While memes are easy to dismiss as low-effort jokes—we’ve all seen the same image of Drake with his hand up or the guy ogling a female passerby as his girlfriend glares at him—in reality, they’re an easy way for people to spread facts as well as misinformation.
“In just the glimpse of an eye, they catch something emotional in you. That emotion almost overwhelms your thinking, and people have a tendency to repost and share with their friends,” said Jeff Henrikson, a lecturer in the University of Maryland’s Department of Atmospheric and Oceanic Science who is studying climate change memes for his doctorate in information science.
He’s examining ones created by both ends of the political spectrum, searching for common themes and differing approaches via Facebook groups and Reddit forums.
So far, Henrikson has found that liberal takes are often aimed at corporations or general topics like carbon capture (pulling warming gases from the air), while conservative ones tend to go for more personal attacks, such as on U.S. Rep.

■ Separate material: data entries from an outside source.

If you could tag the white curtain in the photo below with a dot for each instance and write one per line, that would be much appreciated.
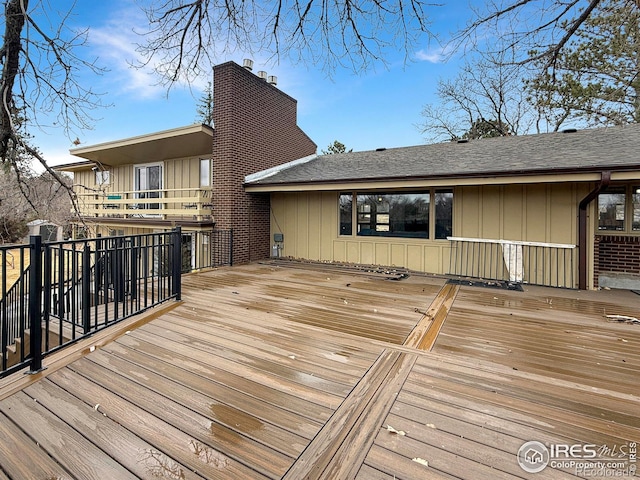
(512, 254)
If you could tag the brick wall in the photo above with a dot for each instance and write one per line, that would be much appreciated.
(254, 129)
(616, 253)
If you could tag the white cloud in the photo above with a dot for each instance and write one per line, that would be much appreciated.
(434, 55)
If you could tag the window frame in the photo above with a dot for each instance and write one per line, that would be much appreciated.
(631, 190)
(201, 169)
(102, 177)
(432, 220)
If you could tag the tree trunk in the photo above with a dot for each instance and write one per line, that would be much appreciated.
(11, 51)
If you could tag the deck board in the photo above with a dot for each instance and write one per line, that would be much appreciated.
(276, 371)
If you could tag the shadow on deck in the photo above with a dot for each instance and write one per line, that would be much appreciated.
(269, 371)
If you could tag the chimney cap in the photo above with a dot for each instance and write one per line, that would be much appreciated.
(248, 64)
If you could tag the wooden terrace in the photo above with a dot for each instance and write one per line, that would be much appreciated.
(304, 371)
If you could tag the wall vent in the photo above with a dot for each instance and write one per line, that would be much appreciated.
(248, 64)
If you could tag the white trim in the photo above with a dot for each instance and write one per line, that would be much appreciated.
(512, 242)
(254, 177)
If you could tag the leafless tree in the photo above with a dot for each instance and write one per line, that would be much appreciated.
(185, 37)
(486, 99)
(39, 83)
(539, 29)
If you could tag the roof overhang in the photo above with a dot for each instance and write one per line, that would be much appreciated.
(445, 181)
(190, 141)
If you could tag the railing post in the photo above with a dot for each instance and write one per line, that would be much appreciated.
(35, 303)
(177, 263)
(86, 288)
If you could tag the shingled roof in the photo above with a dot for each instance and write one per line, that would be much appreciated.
(612, 148)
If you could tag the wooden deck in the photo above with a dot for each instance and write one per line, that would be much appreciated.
(309, 371)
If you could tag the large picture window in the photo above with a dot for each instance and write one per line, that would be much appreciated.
(393, 215)
(426, 214)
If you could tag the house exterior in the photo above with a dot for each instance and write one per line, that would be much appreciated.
(192, 176)
(560, 209)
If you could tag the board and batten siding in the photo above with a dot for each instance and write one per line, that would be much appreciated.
(532, 212)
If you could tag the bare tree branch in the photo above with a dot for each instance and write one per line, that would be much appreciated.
(186, 37)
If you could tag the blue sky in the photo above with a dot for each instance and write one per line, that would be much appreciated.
(377, 108)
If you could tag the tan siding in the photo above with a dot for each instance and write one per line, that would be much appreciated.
(544, 213)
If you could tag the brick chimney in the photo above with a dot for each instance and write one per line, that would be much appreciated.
(254, 129)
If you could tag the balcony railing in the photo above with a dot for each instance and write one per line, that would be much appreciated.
(184, 203)
(66, 291)
(535, 263)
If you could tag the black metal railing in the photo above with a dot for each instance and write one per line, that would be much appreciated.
(72, 289)
(535, 263)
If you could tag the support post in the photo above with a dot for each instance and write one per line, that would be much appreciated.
(35, 303)
(86, 288)
(177, 263)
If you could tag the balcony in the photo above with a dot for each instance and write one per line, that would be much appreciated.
(164, 204)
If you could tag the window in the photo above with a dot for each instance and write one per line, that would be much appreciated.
(635, 199)
(148, 183)
(400, 214)
(444, 214)
(612, 209)
(393, 215)
(205, 172)
(102, 177)
(346, 210)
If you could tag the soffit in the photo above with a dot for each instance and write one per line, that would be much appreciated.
(191, 141)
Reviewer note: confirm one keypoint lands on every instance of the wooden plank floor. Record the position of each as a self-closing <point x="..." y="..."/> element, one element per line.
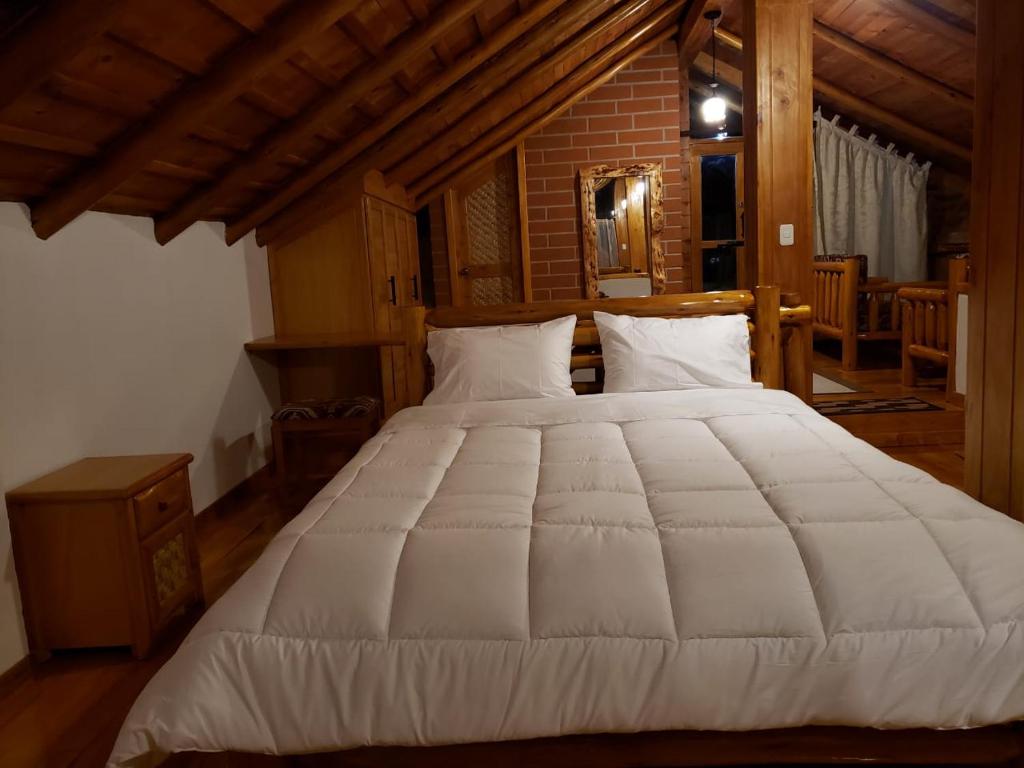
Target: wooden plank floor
<point x="932" y="440"/>
<point x="68" y="712"/>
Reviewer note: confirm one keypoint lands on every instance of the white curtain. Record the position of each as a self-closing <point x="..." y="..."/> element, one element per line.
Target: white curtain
<point x="868" y="200"/>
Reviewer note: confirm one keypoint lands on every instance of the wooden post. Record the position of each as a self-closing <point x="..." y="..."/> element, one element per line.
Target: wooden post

Alexandra Ocasio-Cortez (D-N.Y.), Swedish activist Greta Thunberg or President Joe Biden. Memes on both sides also poke fun at initiatives that seem like wasted efforts, such as “greenwashing” by companies that merely pay lip service but do little to actually reduce harmful emissions. He hopes that his findings can help people step out of their “echo chambers” and present factual information more effectively to reach the other side.
He's also incorporated memes into one of his courses, “Causes and Consequences of Global Change.” “Before I took it over, it used to be very heavy on the sciences,” said Henrikson, who has taught introductory science classes for about two decades. “I wanted to focus on how society is dealing with and approaching climate change, and memes were a way into that.”
Giving students the chance to go on social media for class, but with a critical eye, makes climate change more of an accessible topic for them. They’re tasked with finding and evaluating memes for credibility, just as they learn to do for news stories and videos they see online.
His students have grown up in an era where apps and websites make it easy to put together slick graphics, so “they often walk in with the idea that if it looks professional, it must be accurate,” Henrikson said. “But then I show them faculty websites that are still using HTML from 1998, or nonprofit sites that have distracting advertising because they need the money, to help them understand that their initial gut reaction isn’t necessarily a true measure of how credible a source is.”
He shares his thoughts on several memes he and his students have found:
This addresses one of the biggest misconceptions about global warming: the difference between weather in specific locations and climate for the entire planet. “Individual snowstorms during individual years—like this year, California has been incredibly wet—doesn’t mean the drought’s over or that warming isn’t happening,” Henrikson said.
“This goes after Greta Thunberg for not addressing developing countries with their emissions—only rich white people,” Henrikson said. “This is a common theme in conservative memes: Why should we in America have to do anything if the rest of the world isn’t going to do it, when actually, the developing world is having the worst impacts and the least financial ability to deal with the changes we’re experiencing?”
The snark in this meme, showing Al Gore’s face over Jack Nicholson’s frozen body in “The Shining,” mocks the former vice president’s climate advocacy, implying that his concern about the shrinking number of polar bears in the 1990s was unwarranted. “We stopped hunting of polar bears, so their populations have grown,” Henrikson said, but that doesn’t mean they’re doing fine. “They are threatened by other things now,” such as the steady loss of sea ice from which to hunt.